Pikedaddy, I was the old guy in line behind you when you ordered the minnows. I could not believe you would even pay that price a dozen. And now you say they shorted you. I guess it's time for me to go else where.


----------



## johnboy111711 (Apr 7, 2004)

i got a few ideas of which shops do this, there are just some places that are out to make "the big bucks"


----------



## peple of the perch (Sep 13, 2004)

there r alsot of ice guys out there though. like some of u guys have said. i will problably be going to lake milton this weenend so i wil go the that one to get my minnies that was refered


----------



## Pikedaddy (Jul 20, 2005)

bountyhunter said:


> please don;t name the shop ,just tell me which lake there close to so I can stop some where else . I know theres one up at mos that counts ,I don;t stop there any more I:LL drive to the causeway and get my bait. extra 6mile but theres always a good count in the bucket.


Its in the Falls on the Cuyahoga.


----------



## Pikedaddy (Jul 20, 2005)

Pete Moss said:


> Pikedaddy, I was the old guy in line behind you when you ordered the minnows. I could not believe you would even pay that price a dozen. And now you say they shorted you. I guess it's time for me to go else where.


 Have spent 1000s of dollars in that store the owner treats me great but his new manager is a prick. I think he is just jealous that I come in and teach him


----------



## johnboy111711 (Apr 7, 2004)

Pike, the feelings are the same with me...and that was tops on my list too, the counts there have and continue to be horrible.


----------



## Big Daddy (Apr 6, 2004)

Seems to me that dealing with the shop manager/owner would be the right thing to do instead of bad mouthing him/her on a website.

That's not what we're about here at OGF.


----------



## FishON32 (Jun 26, 2006)

I haven't seen anyone talk about the one stop bait shop at Ladue. I've always gotten good counts, good size, good service, & good advice from the guys. They are also fisherman that hit most the lakes I do and let me in on some hints.


----------



## peple of the perch (Sep 13, 2004)

does anyone have a # to a baitshop by milton


----------



## BassariskY (Sep 8, 2006)

Eddie's Bait Shop at Nimisila...nice guy to talk and bait for cheap! 2 bucks for a dozen shiners.
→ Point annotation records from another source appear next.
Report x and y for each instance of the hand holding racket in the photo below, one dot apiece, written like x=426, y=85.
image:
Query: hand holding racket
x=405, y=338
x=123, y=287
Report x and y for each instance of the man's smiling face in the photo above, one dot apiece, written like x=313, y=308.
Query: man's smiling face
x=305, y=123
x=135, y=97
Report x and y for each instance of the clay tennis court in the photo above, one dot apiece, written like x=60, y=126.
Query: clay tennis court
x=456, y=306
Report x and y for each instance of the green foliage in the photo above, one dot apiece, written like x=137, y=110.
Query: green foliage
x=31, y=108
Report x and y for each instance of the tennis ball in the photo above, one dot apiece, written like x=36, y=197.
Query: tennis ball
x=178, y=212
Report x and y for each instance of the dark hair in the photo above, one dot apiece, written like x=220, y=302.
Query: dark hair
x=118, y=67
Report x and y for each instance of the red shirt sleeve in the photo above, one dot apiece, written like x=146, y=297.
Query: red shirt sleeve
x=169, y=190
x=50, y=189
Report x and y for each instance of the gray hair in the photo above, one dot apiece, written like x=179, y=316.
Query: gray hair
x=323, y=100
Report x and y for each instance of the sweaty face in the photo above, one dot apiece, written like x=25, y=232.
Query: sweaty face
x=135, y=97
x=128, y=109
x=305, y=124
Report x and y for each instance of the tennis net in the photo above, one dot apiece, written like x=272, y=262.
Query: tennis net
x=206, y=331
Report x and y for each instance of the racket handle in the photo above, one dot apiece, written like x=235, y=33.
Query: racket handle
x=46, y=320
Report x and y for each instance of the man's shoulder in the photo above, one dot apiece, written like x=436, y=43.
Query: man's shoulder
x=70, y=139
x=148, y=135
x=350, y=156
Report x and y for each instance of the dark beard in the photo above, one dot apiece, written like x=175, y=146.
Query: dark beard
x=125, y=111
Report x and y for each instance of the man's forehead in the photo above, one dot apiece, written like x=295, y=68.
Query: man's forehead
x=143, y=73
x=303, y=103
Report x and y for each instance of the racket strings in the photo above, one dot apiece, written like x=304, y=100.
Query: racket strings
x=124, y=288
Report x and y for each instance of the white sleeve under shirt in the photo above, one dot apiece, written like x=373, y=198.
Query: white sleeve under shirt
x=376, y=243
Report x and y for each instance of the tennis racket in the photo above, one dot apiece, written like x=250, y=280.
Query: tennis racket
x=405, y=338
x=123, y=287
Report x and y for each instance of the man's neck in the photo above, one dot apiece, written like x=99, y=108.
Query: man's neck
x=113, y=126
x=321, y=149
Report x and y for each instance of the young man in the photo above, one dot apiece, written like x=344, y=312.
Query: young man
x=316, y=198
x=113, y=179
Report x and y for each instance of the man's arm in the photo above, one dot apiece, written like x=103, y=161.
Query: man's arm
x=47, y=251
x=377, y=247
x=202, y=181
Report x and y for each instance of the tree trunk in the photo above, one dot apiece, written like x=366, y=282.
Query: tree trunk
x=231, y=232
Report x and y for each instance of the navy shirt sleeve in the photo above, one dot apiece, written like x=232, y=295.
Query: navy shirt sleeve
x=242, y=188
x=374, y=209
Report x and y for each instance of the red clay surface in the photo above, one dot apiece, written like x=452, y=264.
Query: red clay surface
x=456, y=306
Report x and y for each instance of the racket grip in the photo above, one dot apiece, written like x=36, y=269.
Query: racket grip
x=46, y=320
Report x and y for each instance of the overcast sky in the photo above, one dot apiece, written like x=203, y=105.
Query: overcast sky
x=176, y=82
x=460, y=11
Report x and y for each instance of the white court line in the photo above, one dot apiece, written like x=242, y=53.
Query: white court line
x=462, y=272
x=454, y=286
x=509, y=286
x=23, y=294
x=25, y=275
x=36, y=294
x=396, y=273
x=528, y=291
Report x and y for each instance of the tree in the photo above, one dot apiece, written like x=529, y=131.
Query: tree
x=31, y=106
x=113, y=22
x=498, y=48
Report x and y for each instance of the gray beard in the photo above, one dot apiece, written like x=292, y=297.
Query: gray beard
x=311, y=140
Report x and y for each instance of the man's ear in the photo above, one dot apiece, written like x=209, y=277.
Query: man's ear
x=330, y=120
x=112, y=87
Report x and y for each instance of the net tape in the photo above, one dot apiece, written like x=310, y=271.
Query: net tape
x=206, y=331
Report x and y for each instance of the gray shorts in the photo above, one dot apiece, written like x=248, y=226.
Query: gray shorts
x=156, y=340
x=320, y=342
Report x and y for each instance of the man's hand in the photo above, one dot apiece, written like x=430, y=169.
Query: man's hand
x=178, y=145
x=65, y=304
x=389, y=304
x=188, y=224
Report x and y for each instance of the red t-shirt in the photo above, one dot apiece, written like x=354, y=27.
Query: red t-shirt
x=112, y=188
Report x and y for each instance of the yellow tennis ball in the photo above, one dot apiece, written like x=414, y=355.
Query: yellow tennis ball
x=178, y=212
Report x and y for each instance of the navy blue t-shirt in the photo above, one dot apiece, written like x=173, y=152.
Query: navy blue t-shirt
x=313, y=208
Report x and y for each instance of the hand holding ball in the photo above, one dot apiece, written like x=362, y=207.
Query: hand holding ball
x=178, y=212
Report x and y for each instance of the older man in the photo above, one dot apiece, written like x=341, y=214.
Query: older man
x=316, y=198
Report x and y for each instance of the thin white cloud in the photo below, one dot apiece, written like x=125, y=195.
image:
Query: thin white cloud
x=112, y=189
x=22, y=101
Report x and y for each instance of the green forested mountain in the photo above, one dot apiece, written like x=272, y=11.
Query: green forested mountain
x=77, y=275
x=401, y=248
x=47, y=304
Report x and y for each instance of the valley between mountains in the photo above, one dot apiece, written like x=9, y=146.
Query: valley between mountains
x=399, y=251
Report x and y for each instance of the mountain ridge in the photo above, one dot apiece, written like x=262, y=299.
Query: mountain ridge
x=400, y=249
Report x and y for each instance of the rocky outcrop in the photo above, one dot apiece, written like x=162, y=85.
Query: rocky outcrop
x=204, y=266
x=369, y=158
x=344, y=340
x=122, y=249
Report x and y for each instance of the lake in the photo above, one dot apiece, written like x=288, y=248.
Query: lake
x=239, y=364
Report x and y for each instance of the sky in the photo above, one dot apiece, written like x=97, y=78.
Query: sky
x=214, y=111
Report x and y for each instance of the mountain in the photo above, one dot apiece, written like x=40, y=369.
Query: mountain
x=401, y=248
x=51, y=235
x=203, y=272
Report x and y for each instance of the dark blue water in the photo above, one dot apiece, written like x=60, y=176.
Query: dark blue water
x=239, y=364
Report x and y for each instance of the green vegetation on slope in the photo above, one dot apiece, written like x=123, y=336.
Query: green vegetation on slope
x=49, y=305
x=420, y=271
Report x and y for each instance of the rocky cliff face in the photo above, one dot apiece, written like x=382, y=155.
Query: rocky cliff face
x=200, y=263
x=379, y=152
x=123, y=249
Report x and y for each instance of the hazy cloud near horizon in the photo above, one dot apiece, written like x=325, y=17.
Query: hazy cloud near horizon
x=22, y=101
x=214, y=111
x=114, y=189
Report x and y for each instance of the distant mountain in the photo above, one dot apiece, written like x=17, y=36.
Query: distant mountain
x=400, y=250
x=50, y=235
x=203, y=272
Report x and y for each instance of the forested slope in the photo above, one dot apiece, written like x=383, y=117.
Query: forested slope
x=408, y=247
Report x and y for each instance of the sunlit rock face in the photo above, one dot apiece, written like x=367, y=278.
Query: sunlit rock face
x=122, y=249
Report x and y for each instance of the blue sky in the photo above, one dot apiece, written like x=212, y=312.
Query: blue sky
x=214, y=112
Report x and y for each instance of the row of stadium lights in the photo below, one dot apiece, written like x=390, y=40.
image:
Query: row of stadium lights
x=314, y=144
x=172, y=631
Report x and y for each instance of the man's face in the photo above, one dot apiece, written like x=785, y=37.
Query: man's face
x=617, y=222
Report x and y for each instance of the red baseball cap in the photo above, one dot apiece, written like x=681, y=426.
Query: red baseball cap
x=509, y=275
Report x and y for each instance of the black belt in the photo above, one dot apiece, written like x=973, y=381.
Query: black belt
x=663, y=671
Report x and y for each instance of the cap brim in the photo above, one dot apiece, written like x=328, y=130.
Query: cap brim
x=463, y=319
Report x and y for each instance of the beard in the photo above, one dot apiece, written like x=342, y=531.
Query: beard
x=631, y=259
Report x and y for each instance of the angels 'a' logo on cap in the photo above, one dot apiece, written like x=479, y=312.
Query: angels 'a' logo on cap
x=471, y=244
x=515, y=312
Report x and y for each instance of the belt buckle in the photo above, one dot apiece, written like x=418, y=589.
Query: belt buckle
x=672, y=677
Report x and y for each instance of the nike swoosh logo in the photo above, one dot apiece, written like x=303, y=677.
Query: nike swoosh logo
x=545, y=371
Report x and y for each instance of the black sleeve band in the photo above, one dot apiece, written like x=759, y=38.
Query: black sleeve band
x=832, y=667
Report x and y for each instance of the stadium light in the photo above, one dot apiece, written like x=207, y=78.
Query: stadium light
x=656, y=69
Can't beat that.


----------



## saugeyesam (Apr 20, 2004)

ive never had a problem with minnow counts i fish atwood lake alot almost exclusively and ive gotten minnows from rosies in waynesburg lakeside carryout on 542 the west and east marina's and even little old aarons on 212 and have never had any complaints on minnow counts or prices i always get 3 dozen and end up with like 5 or 6 i usally end up giving my leftovers away. 



i also want to give a kudos to corey at cripple creek he really is top notch and a really smart angler especialy when it comes to the saugeye ive learned a bunch from him since ive joined this site! so my hats off to you jim !


----------



## vc1111 (Apr 13, 2004)

The minnow thing can be annoying.

I usually just pay the extra buck or two for an extra dozen and keep right on moving toward the water.


----------



## kennedy327 (Jul 12, 2006)

when I go to the bolivar spillway, I stop in zoar for minnows at a small mom and pop shop, they sell minnows for a buck and a half a scoop, and you get about two dozen a scoop. They also sell cheap sinkers, I try to pick up other stuff from them also, great little place to stop.


----------



## legendaryyaj (Nov 1, 2005)

Almost forgot, dont go to the bait shop by Dale Walborn for minnows. I know I got like 8 minnows for the price of a dozen. I was in so much disbelief I just left.

I'd rather just leave and never go back than sit there and complain. Word of mouth is more powerful than a hissy fit at the store.


----------



## Pikedaddy (Jul 20, 2005)

Im just done going there.


----------



## johnboy111711 (Apr 7, 2004)

i don't have any problems otherwise, i just dont buy bait where there are low counts, i still but other stuff from various stores wish low bait counts


----------



## triton175 (Feb 21, 2006)

Went to the baitshop outside the State Park entrance at Salt Fork it's called Lakeside Carryout. I asked for 4 doz. must have gotten 200. Fished all day, changing bait often, and still had a bunch left at the end of the day. Very nice people, great, lively minnows.


----------



## peple of the perch (Sep 13, 2004)

thats like 16-18 dozen minow r u shure it was 200


----------



## triton175 (Feb 21, 2006)

At least that many. Maybe more. I tried to give them away at dusk but anybody I asked also had more than they could use. I ended up tossing them in the weeds by the parking lot. Food for birds or raccoons.


----------



## peple of the perch (Sep 13, 2004)

than maby they were getting a shipment of more minnows and trying to get rid of them?


----------